To Be a Prophet – Parshat Vayera 5784

Like a lot of people, I have my superstitions. Mine don’t come in the form of black cats or broken mirrors, but more in the sense of not wanting to jinx myself. If you mention how well something is going, soon the opposite is certain to happen. Duncan knows that we never say things like, “Can you believe how well the kids are getting along right now?” because inevitably after we say that, the other shoe drops, and chaos ensues. Does that make me a prophet or a soothsayer? Not at all. Does it mean that perhaps I’m simply tuned in to the general ebb and flow of behavior? Maybe. It’s not that I can predict the future, it’s simply a bit of intuition mixed with experience. It’s not always correct, but when it comes true, however, it does sort of feel like a superpower.

Can one person really know the future? People make a living as psychics and fortune tellers to this day, long after prophets have had any sort of role in our culture or tradition. The Torah seems to mention fortune telling in various contexts as a normal thing. Let’s see if it shares any insight as to why.

In this week’s parshah, Vayera, the idea of a prophet comes up. Here’s the recap: Abraham and Sarah contemplate the son that will be born to them in their old age; Sodom and Gomorrah fall as Abraham bargains with God to save Lot’s life; and Isaac is born, causing a rift in Abraham’s house with Ishmael. Abraham moves forward in making a deal with King Avimelech, and we end with the Akeidah, the test of Abraham as God asks that he offer up his son, Isaac.

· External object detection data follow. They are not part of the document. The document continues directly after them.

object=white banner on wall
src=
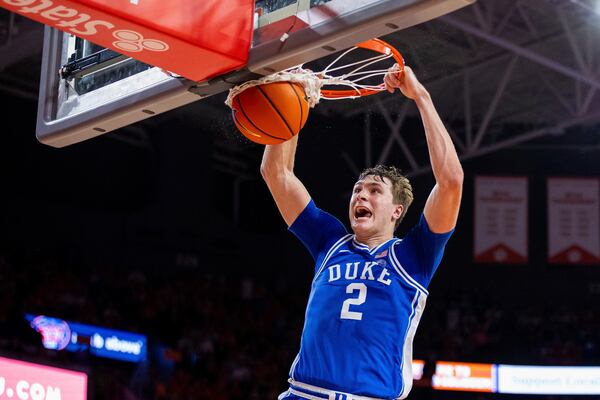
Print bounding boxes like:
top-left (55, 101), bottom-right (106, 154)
top-left (474, 176), bottom-right (528, 264)
top-left (548, 178), bottom-right (600, 264)
top-left (497, 365), bottom-right (600, 395)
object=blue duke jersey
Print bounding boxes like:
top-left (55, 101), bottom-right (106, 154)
top-left (279, 200), bottom-right (452, 400)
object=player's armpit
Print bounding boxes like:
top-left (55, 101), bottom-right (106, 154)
top-left (423, 182), bottom-right (462, 233)
top-left (260, 136), bottom-right (310, 226)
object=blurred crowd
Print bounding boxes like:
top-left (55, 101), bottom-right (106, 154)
top-left (0, 255), bottom-right (600, 400)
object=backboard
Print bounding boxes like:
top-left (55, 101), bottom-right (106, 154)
top-left (37, 0), bottom-right (475, 147)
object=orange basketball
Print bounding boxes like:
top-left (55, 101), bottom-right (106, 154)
top-left (231, 82), bottom-right (309, 144)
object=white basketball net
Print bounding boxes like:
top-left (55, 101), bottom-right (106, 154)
top-left (225, 47), bottom-right (392, 108)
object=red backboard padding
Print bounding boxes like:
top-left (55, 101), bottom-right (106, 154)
top-left (0, 0), bottom-right (254, 81)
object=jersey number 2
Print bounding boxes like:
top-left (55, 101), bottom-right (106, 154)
top-left (340, 283), bottom-right (367, 321)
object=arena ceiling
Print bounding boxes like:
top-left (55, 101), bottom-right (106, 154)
top-left (0, 0), bottom-right (600, 179)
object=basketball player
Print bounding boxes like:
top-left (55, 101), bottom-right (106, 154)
top-left (261, 66), bottom-right (463, 400)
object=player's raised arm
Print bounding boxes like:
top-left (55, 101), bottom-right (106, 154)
top-left (385, 67), bottom-right (464, 233)
top-left (260, 136), bottom-right (310, 226)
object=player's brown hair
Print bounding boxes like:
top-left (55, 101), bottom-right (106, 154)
top-left (358, 165), bottom-right (413, 228)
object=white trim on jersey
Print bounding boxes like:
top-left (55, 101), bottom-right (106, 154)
top-left (390, 240), bottom-right (429, 295)
top-left (313, 234), bottom-right (352, 283)
top-left (288, 378), bottom-right (390, 400)
top-left (352, 235), bottom-right (396, 254)
top-left (352, 235), bottom-right (369, 251)
top-left (397, 291), bottom-right (427, 399)
top-left (290, 234), bottom-right (352, 378)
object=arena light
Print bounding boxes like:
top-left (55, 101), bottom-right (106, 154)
top-left (432, 361), bottom-right (496, 393)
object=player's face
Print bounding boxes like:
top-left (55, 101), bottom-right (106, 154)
top-left (349, 175), bottom-right (402, 237)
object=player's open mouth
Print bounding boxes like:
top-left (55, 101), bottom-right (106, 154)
top-left (354, 206), bottom-right (373, 220)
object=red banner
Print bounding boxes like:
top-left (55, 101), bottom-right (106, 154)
top-left (0, 0), bottom-right (254, 81)
top-left (474, 176), bottom-right (528, 264)
top-left (548, 178), bottom-right (600, 264)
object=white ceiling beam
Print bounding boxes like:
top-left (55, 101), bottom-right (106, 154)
top-left (469, 56), bottom-right (519, 151)
top-left (439, 15), bottom-right (600, 88)
top-left (407, 112), bottom-right (600, 178)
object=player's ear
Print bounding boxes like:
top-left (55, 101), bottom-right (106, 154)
top-left (392, 204), bottom-right (404, 221)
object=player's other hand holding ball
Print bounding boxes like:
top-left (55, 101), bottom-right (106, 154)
top-left (383, 64), bottom-right (427, 100)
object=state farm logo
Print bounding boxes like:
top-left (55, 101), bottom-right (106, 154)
top-left (113, 29), bottom-right (169, 53)
top-left (2, 0), bottom-right (169, 53)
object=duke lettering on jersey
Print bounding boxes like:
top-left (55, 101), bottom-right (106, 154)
top-left (280, 201), bottom-right (451, 400)
top-left (327, 261), bottom-right (392, 286)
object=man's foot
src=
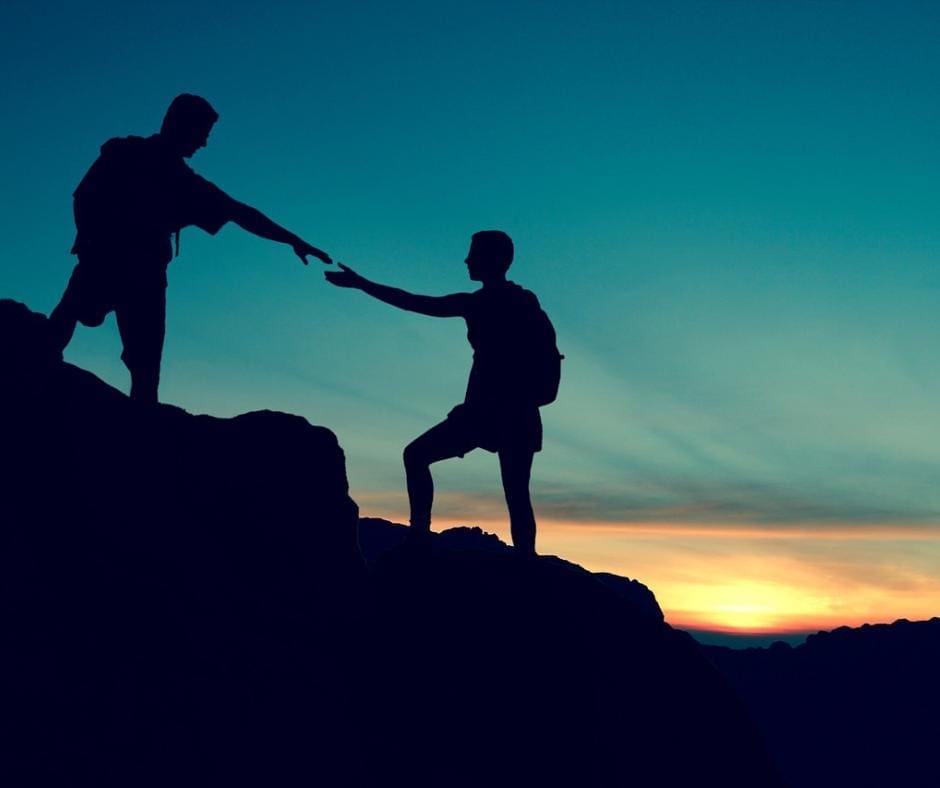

As Abraham is growing in his own role as a leader in his family and in the greater world, he is seen making some unusual choices, like lying to Avimelech. On the other hand, he also makes some positive choices, engaging in dialogue with the neighboring nations. When they unravel the wife/sister lie, God admonishes Avimelech: “Therefore, let the man’s wife go for he is a prophet.” This is the first time the word prophet is used in the bible. A literal translation is “one who receives the divine call” or, “one who proclaims,” or “a spokesperson.” This leads us to the question, in which role is Abraham acting?

In this case, Abraham is something of a mix of these things, but mostly here to intercede on behalf of others. He is a spokesperson for the future on what will happen should Sarah not be allowed to return to him. Could Abraham really predict the future? Probably not. Nevertheless, as a prophet, or at the very least as a spokesperson who seems to have morals and values invested in him through his trust in God, it makes sense for Abraham to call for kindness and dignity as the path forward. With so much uncertainty and turmoil in the world, let us take this message to heart. While we can’t predict the future, perhaps we can use what we know from the past and present to steer ourselves toward the world we wish to build.